Maybe try to find some more reviewers (someone that has been doing/reviewing this kind of additions before).

I don't review compiler-rt patches generally. Can you explain what would actually use this function? Is there supposed to be a new Clang builtin for it?

I can't speak to how useful this would be and for whom, but I'm not opposed to including it if Fuschia has a use for it.

Typically, compiler-support libraryfunctions are all lowercase, and just use a single letter for each type--"i" for integer--prefixed by a "size of type" character: 's' for "single", 'd' for double length as in this example (it's a little archaic), I don't know of a common one for "scaled" though.

Then each one is also numbered. The exact mechanism to choose the number escapes me at the moment, but I'm consulting with someone who should know.

So this should probably be named something more like __log10scaleddiX, while I look for what X should be.

Also, has this been run through clang-format? I can never remember the rules on line-length.

The number is the argument count plus one for return value. So this function should be named

__log10scaleddi3

I don't review compiler-rt patches generally.

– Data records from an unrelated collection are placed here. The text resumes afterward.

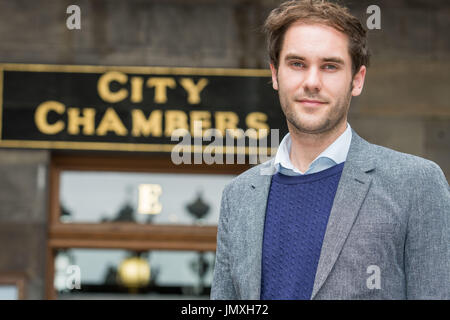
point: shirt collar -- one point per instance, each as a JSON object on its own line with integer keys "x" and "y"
{"x": 336, "y": 152}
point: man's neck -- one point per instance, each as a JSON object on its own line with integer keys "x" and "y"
{"x": 306, "y": 147}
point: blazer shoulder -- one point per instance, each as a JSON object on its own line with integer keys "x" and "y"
{"x": 400, "y": 163}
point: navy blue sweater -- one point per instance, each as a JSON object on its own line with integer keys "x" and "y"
{"x": 296, "y": 219}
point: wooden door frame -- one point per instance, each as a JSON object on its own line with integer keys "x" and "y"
{"x": 123, "y": 235}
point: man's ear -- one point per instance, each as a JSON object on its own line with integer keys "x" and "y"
{"x": 274, "y": 76}
{"x": 358, "y": 81}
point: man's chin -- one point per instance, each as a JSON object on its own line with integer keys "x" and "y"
{"x": 311, "y": 128}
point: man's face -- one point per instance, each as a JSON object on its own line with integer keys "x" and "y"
{"x": 314, "y": 78}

Can you explain what would actually use this function? Is there supposed to be a new Clang builtin for it?

We will be using this as part of our WLAN library which represents energy units (decibels and watts) as scaled integers that we have custom classes for. Converting between these units and adding decibels mathematically involves using log10(). Currently, we just use float log10 and casting, but would like to use this for scaled integers and eventually fixed point types. The idea is that this would be a new clang builtin that we could use instead of a floating point log10().

I don't review compiler-rt patches generally. Can you explain what would actually use this function? Is there supposed to be a new Clang builtin for it?

We will be using this as part of our WLAN library which represents energy units (decibels and watts) as scaled integers that we have custom classes for. Converting between these units and adding decibels mathematically involves using log10(). Currently, we just use float log10 and casting, but would like to use this for scaled integers and eventually fixed point types. The idea is that this would be a new clang builtin that we could use instead of a floating point log10().

Okay. Will you need a signed variant of this? Is using a 64-bit argument reasonable for all targets, or should there be 32-bit and 64-bit (and maybe eventually 128-bit) variants?

leonardchan removed a subscriber: Restricted Project.

The number is the argument count plus one for return value. So this function should be named

__log10scaleddi3

Done and clang-formated

I don't review compiler-rt patches generally. Can you explain what would actually use this function? Is there supposed to be a new Clang builtin for it?

We will be using this as part of our WLAN library which represents energy units (decibels and watts) as scaled integers that we have custom classes for. Converting between these units and adding decibels mathematically involves using log10(). Currently, we just use float log10 and casting, but would like to use this for scaled integers and eventually fixed point types. The idea is that this would be a new clang builtin that we could use instead of a floating point log10().

Okay. Will you need a signed variant of this? Is using a 64-bit argument reasonable for all targets, or should there be 32-bit and 64-bit (and maybe eventually 128-bit) variants?

I don't think we need a signed version since ideally all inputs to log functions should be non-negative, otherwise the result is imaginary. This could also be reasonably extended to support other sizes. I only chose a 64 bit size for now since it's the largest type we use and any other types could be resized/rescaled into this. For 128-bit, this would be a little more tricky since the algorithm depends on wide multiplication (which we kinda do through x = (__uint128_t)x * x >> scale;), although I can't seem to find an existing compiler-rt multiplication function that does this.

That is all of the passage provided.